A poetic tour of the birthplace of Renaissance

The capital of Tuscany, Florence will take you back to the Middle Ages and the Renaissance eras, with its maze of backstreets, churches, and truly remarkable art. Follow the footsteps of prolific medieval poet and father of Italian literature, Dante Alighieri to discover the quintessential emblems of this romantic city. Author of The Divine Comedy, Inferno, and La Vita Nuova, Dante presence in Florence is almost everywhere, from commemorative plaques to quotes from his most renowned oeuvres carved in stone along the city’s streets.

Sasso di Dante
Dante wrote many of his poems on his favourite stone, the Sasso di Dante, on the Piazza del Duomo. There, he also witnessed the construction of Brunelleschi’s Duomo, beside the Baptistery of San Giovanni. Like Dante many years ago, you can sit next to his favourite spot and gaze at the Duomo Cathedral and the medieval houses surrounding the piazza. Visit the baptistery to admire its lavish golden mosaics and climb up to the dome of the Cathedral to admire Florence from above.

Chiesa di Santa Margherita dei Cerchi
Following via Santa Margherita behind the Duomo and its Museo dell’Opera del Duomo – which is also worth a visit to admire its marvellous sculptures by Michelangelo – head toward Santa Margherita de’Cerchi, an 11th-century church where a 9-year old Dante laid eyes on the love of his life, Beatrice Portinari, for the first time. Dante rarely spoke to her, but he loved her deeply all his life. Her death at the young age of 24 pushed the poet toward depression. Although he barely knew her, Beatrice remained Dante’s muse and inspired many of his love proses, such as the famous “Amor, ch’a nullo amato amar perdona” (Love, which spares none of the loved from loving in return) from The Divine Comedy.
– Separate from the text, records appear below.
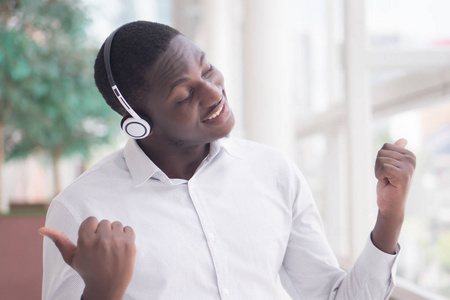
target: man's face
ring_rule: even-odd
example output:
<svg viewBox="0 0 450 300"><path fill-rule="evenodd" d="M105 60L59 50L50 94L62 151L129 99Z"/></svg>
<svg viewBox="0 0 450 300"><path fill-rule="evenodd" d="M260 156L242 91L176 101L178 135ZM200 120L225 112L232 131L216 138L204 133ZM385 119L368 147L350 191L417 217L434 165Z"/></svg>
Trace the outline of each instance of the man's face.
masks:
<svg viewBox="0 0 450 300"><path fill-rule="evenodd" d="M189 147L230 133L234 116L222 73L184 36L171 41L149 80L151 92L141 109L152 121L149 139Z"/></svg>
Adjacent to Santa Margherita, you will find Dante’s House, a museum documenting the poet’s life and oeuvre.

Giardino di Boboli and Giardino delle rose
Immerse yourself in Dante’s poetry at the Giardino di Boboli, behind the Palazzo Pitti, the main residence of the powerful Florentine family, the Medici. Although not from Dante’s time, this Renaissance garden offers a perfect setting for a reflective and relaxing moment away from the busy Florentine streets. Sitting on a stone-bench under an alley, discover Dante’s proses and reflect upon them, surrounded by the garden’s lush and inspiring nature. Located uphill in the Oltrarno district, the Giardino delle rose is another serene location. Situated on the opposite side of the Arno River, you can access it by crossing the Ponte Vecchio, the oldest bridge in Florence built in the Middle Ages. Once in the garden, you will admire the many roses flourishing in front of a spectacular view of the city and its prominent Duomo. You will conclude your day wandering around the Piazza della Republica, a gelato at hand, trying to imagine how the city looked in Dante’s time, excited to visit the Uffizi Galleries and a Santa Maria Novella the next day.